Pablo Sandoval’s Weight: Cause and Effect
Sep 29, 2013; San Francisco, CA, USA; San Francisco Giants third baseman Pablo Sandoval (48) hits an RBI single against the San Diego Padres during the fourth inning at AT&T Park. Mandatory Credit: Kelley L Cox-USA TODAY Sports
Pablo Sandoval flitted into camp this spring, a mere shadow of his former self, and got San Francisco Giants fans flapping their jaws about the possibility of a contract extension, particularly if the grand event could take place before the season began. After all, if the Giants management could take care of this piece of business in a timely manner, it would avoid the feeding frenzy at the trough, when Pablo actually tries his luck with the open market after season’s end. If you do not think there are other teams out there that would love to sport the marketing angle of The Panda, then you have never watched a game, televised from AT&T Park. Those aren’t Teddy Bear masks those fans are wearing.
Pablo has steadfastly refused to divulge the magic number, insisting that the media will be privy to this information when he officially weighs in at the end of spring training. Judging from the smiling face of Bruce Bochy, though, I’d say the boss doesn’t really care. Pablo, always quick and sure-handed at third, has a snappier first step and seems bound and determined to keep up his conditioning regimen.
To this effect, he has brought his trainer up from Venezuela, and maintains that he will continue to stay in shape, anticipating that there are those who will have long memories. After sitting the 2010 World Series, Sandoval went on a similar tear, and came into spring training equally motivated. Unfortunately, when the wheels came off the training cart, Pablo was right there to help himself. Now he insists that it’s not his contract that he cares about, but his team.
Bochy doesn’t care about the politics of a contract extension; he cares about fielding a third baseman who does not resemble a beached whale. It’s Brian Sabean who does not want to get grounded by a weight issue. He knows that Pablo’s offensive production soared after he came into camp so light in 2011, that he hit .315, with 23 home runs. Like the rest of us, he then watched as Pablo ponied up for only 26 dingers in the next two season combined. Additionally, of the 138 games he started in 2013, he was removed for defensive purposes in the late innings, forty times. Ach tung, Chucko!
So what’s it all add up to? Do we really want to give up on the guy who hit three home runs in the opening game of the 2012 World Series, to beat the “best pitcher on the planet?” When Justin Verlander went down, he took the Tigers with him. The ship lost its sail, the Big Cat lost its roar, whatever. And it was the Panda that accomplished this. I don’t know. Maybe it’s as simple as attaching a weight clause to his contract. If he exceeds the prescribed number of pounds, then he sits, just like in the Series.

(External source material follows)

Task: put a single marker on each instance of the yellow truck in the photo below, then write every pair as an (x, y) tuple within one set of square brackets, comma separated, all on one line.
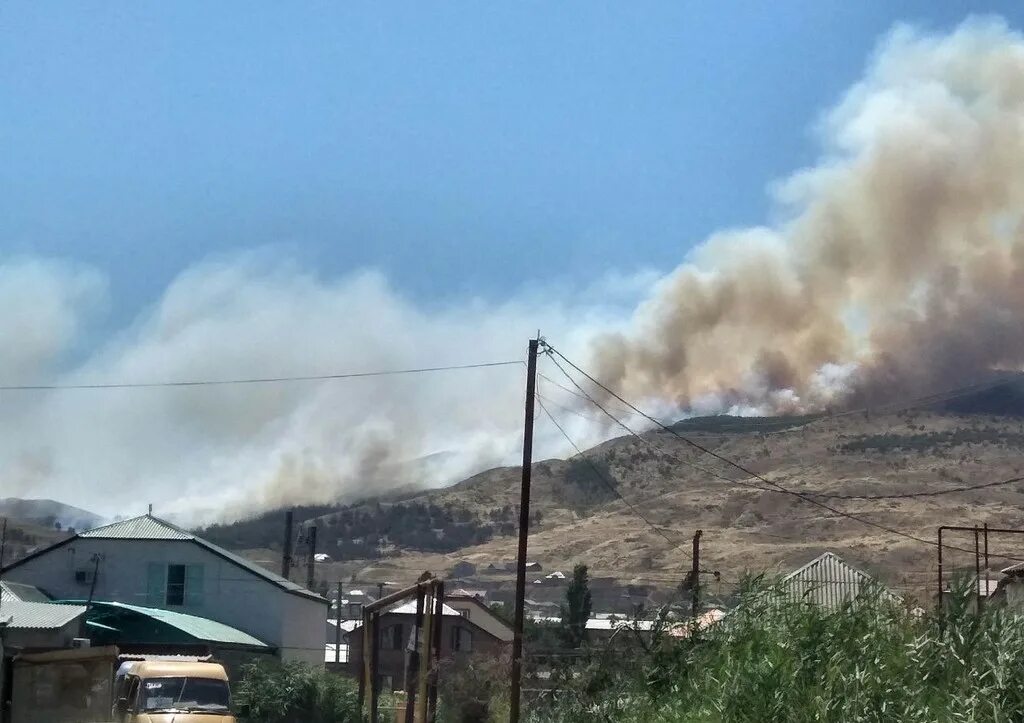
[(171, 691)]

However, I firmly believe that the Giants should take care of business, and do it quickly. After all, we saw how frustrated Pablo was during the 2010 World Series. It’s all about cause and effect: If he sees the connection between lingering at the dinner table and sitting on the bench, then we’re in business. If not, then the weight clause kicks in and he’ll be following Kruk’s advice to “grab some pine, Meat.”
And that’s a real shame because bats aren’t made out of pine.